Brunswick program tackles growing food insecurity for youth
BRUNSWICK — Not all children look forward to the end of school.
For some, it can mean not having a safe place to be for hours at a time. It can also mean not knowing where or when they will have their next meal.
So starting this month, the Midcoast Hunger Prevention Program is expanding its Summer Food Service Program to make meals more accessible for area children and teenagers who face food insecurity.
MCHPP will celebrate its new summer meals location at Perryman Village near Cooks Corner on Friday at noon. The group also has locations at its main office at 84A Union St. and Marcia Buker School at 28 High St. in Richmond.
The summer program began June 17 and serves youth from Brunswick, Topsham, Harpswell, Bowdoin, Bowdoinham, Durham, Lisbon and Lisbon Falls.
The program's expansion comes during a time when youth hunger and homelessness are growing, with area school districts setting new records for the number of students on free or reduced lunches and students living in insecure situations.
For instance, the Brunswick School Department saw an all-time high of 26 homeless students in the 2012-2013 school year, up from the previous year's 23. There were six in the 2007-2008 school year.

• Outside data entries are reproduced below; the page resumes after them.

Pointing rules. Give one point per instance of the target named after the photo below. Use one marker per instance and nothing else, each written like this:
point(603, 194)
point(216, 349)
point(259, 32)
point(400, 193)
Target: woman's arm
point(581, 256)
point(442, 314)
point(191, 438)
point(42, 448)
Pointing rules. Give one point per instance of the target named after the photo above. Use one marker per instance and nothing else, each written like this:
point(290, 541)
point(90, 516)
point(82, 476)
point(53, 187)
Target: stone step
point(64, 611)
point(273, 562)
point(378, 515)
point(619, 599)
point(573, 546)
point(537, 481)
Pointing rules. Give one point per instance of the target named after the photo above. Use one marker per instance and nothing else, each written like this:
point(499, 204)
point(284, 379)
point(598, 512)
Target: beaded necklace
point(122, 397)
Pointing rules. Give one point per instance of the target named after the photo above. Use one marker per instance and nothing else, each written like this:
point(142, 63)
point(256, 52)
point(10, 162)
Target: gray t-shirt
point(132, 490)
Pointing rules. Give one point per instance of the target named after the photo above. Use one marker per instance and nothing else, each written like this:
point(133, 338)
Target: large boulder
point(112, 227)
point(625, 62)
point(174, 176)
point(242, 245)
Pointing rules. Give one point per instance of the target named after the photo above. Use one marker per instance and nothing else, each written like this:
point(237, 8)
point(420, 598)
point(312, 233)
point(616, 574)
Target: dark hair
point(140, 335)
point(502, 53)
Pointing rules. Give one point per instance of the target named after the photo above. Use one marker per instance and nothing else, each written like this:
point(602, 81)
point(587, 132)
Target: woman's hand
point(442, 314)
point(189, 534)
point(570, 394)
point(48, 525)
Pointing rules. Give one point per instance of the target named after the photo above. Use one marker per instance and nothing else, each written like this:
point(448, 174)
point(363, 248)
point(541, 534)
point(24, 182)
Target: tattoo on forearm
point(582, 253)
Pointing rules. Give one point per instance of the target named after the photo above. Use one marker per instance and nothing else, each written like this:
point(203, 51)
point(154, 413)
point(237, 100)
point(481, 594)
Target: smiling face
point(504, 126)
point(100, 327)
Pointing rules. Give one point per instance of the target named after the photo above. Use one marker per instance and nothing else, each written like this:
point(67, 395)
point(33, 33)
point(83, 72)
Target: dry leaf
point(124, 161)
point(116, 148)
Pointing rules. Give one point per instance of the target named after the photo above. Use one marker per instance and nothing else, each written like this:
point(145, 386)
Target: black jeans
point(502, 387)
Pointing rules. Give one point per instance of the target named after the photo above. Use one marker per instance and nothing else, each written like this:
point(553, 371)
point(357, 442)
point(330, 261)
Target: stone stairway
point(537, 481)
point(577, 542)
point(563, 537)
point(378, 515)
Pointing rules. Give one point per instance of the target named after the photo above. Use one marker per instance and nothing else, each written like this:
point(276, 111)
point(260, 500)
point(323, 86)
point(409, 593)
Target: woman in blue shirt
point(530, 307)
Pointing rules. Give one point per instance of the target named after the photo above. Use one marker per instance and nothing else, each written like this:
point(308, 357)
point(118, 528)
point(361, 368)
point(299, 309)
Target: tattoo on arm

"That's the highest number we've had since my tenure here," said Assistant Superintendent Greg Bartlett, who serves as the district's homeless liaison. "It has progressively gone up over time. I remember when I originally started 19 years ago and the number was four."
Bartlett said the homeless student figure doesn't necessarily mean that all of them lack a place to live, but they may be living in a situation that is considered educationally disruptive, according to the McKinney-Vento Homeless Assistance Act, a landmark U.S. law passed in 1987.
The School Department also saw a larger percentage of students receiving free or reduced lunches: more than 32 percent during the 2012-2013 school year, higher than the previous year's 28 percent. That figure was just below 23 percent in the 2007-2008 school year.
In School Administrative District 75, health coordinator and homeless liaison Mary Booth said homelessness is a larger issue than ever.
She said the 2012-2013 school year brought a record of 75 students who either didn't have a place to live or lived in a place considered educationally disruptive, because it either involved two or more families living in a single-unit space or a family constantly moving.
Even more startling, Booth said, less than 30 percent of those students were at the high school level: 40 of them were elementary school students.
Those numbers are greater than the 45 students in the 2007-2008 school year, when 65 percent were in high school.
"The numbers are probably higher (for high school), but when you become a high-schooler or middle-schooler there's a different perception," she said.
Booth noted that SAD 75 is careful when reviewing applications for McKinney-Vento benefits, and that the larger number this year is not indicative of the district loosening its standards.
"We're very careful about finding out what the situations are and whether or not it fits the definition of the law," she said.
Donna Verhoeven is the outreach coordinator for the Merrymeeting Project, a program funded by McKinney-Vento grants that aids homeless youth. She said school can be the basic building block for children living in poverty when it comes to safety and security.
Verhoeven said teenagers and children – accompanied by family or not – can find themselves homeless for reasons including economics, family conflict, substance abuse, sexual orientation and mental health issues.
"When kids are in school they have a routine, a structure, just by the nature of where they have been," Verhoeven said. "They haven't been familiar with that structure. Since they have it, they realize it's the very thing they need."
To keep a child progressing through school and working towards a healthy life, she said those basic needs of safety and security must be maintained throughout the summer, or else the troubles of life might set them back.
"It's that lack of predictability that often causes them to make choices that they might have not made if they had other choices," Verhoeven said.
Working with around 35-40 teenagers and children a year, Verhoeven said she can often see their anxiety increase when the school year comes to a close and the answer to food and shelter is an unknown.
"The fear factor is just enormous," she said.
Even for the ones who receive food stamps, Verhoeven said it doesn't do them much good when they don't have a means to transport, store or cook the food they purchase.
She said that's why programs like MCHPP's Summer Food Service Program can help fill the gap and maintain a sense of structure for the area's struggling youth.
"Once we meet those safety and security needs, that will allow people to think about what they would like to be doing," Verhoeven said, "which allows for the growth of the person."
MCHPP's summer sites are three of 288 throughout the state, according to Maine Department of Education spokeswoman Samantha Warren.
"It's at an all-time high for number of sites and sponsors, so there is a summer feeding program for every county," Warren said.
Karen Parker, executive director of MCHPP, said her group will provide meals at each summer site based on data from the past, though it will adjust service depending on the volume of children and teenagers who attend.
Parker said MCHPP is looking for more volunteers this summer, in addition to foundation and internship support in the coming year for expansion. She said she knows the issue of youth hunger and homelessness is growing, which she hopes to address with the increased number of summer sites.